I ordered a Lodge cast-iron frying pan and it arrived today via Amazon, crammed in a cardboard box and cradling a Haruki Murakami hardcover like literature destined for deliciousness. I ordered the book partially because I wanted it and partially because it tipped my total order into free shipping territory, saving me a good $15 on a utensil as dense and weighty as a bowling ball. The pan I ordered because I always sort of wanted one and because the Times magazine last Sunday ran a bewitching recipe from 1966 for something called David Eyre’s Pancake, a cross between a crepe and a flapjack. And, you know, cooks are always going on about the miracle of their cast iron, as if it was a particularly dim and stocky yet hard-working child of theirs.

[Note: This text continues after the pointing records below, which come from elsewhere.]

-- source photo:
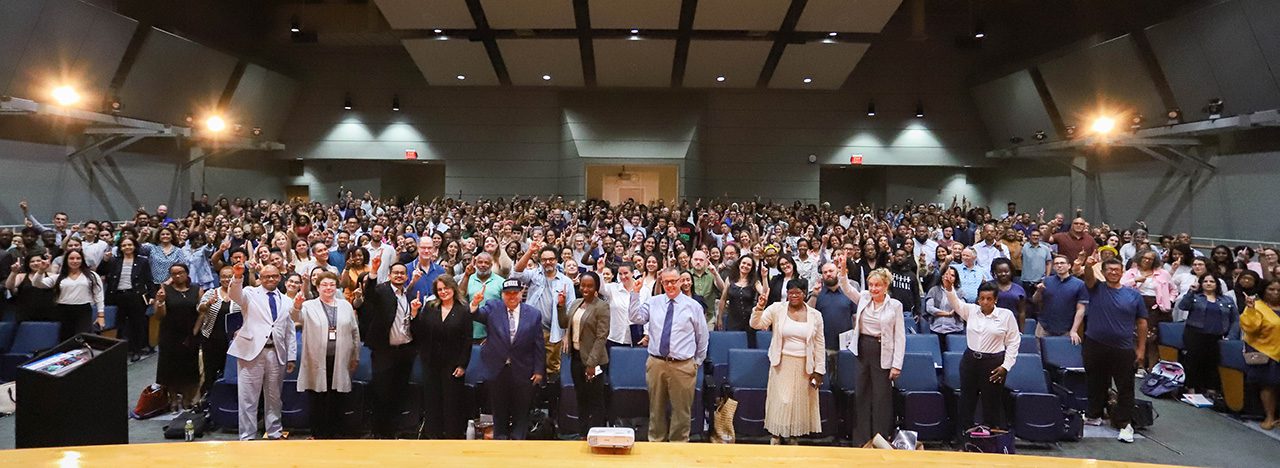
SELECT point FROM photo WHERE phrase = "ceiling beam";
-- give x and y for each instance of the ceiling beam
(786, 33)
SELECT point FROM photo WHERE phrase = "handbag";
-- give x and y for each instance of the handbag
(722, 425)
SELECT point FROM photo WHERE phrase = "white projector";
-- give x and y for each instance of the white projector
(611, 437)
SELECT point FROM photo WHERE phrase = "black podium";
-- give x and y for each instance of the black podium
(85, 405)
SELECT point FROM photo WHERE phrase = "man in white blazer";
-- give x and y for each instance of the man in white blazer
(266, 348)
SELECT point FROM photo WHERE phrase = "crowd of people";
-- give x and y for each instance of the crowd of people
(533, 278)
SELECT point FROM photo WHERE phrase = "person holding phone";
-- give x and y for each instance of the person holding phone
(798, 363)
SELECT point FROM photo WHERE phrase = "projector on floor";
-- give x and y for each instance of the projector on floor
(611, 437)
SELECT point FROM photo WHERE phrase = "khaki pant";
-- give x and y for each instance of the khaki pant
(670, 382)
(553, 351)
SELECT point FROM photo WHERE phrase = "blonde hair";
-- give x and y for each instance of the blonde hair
(882, 274)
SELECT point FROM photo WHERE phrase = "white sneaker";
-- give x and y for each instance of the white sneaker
(1127, 434)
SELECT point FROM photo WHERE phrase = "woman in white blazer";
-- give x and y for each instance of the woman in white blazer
(881, 343)
(798, 363)
(330, 352)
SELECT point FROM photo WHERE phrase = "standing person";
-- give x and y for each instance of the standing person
(544, 283)
(992, 342)
(586, 321)
(512, 357)
(128, 287)
(265, 347)
(1211, 315)
(1157, 292)
(392, 330)
(447, 321)
(677, 347)
(1115, 315)
(78, 292)
(798, 363)
(330, 352)
(211, 325)
(178, 368)
(1260, 326)
(1063, 299)
(745, 285)
(881, 345)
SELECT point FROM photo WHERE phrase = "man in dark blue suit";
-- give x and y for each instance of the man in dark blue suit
(512, 358)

For a utensil this rugged, seemingly smithed from a block of iron the size and sturdiness of Chuck Norris, then forged in the fires of hell or South Pittsburg, Tennessee, I expected chuckwagon simplistic care and handling. But its instructions read like a babysitter’s list of dos and don’ts. Don’t use soap. Dry it thoroughly always. Apply a light coat of oil before and after. Store in a cool, arid place. And for the love of all that is holy, do not violate all of the preceding rules at once by sticking it in your dishwasher. In other words, you never want to actually clean it, just gussy it up from time to time, like superficial Stradlater in Catcher in the Rye, spic and span outside, crumby inside.

The thing has the heft of a deadly weapon, perhaps literally, as Andy Capp’s wife taught me. Since my Amazon orders arrive at work, I had to haul it home in a bag. I kind of hoped I could have prevented a mugging by winding it up and clocking someone with it.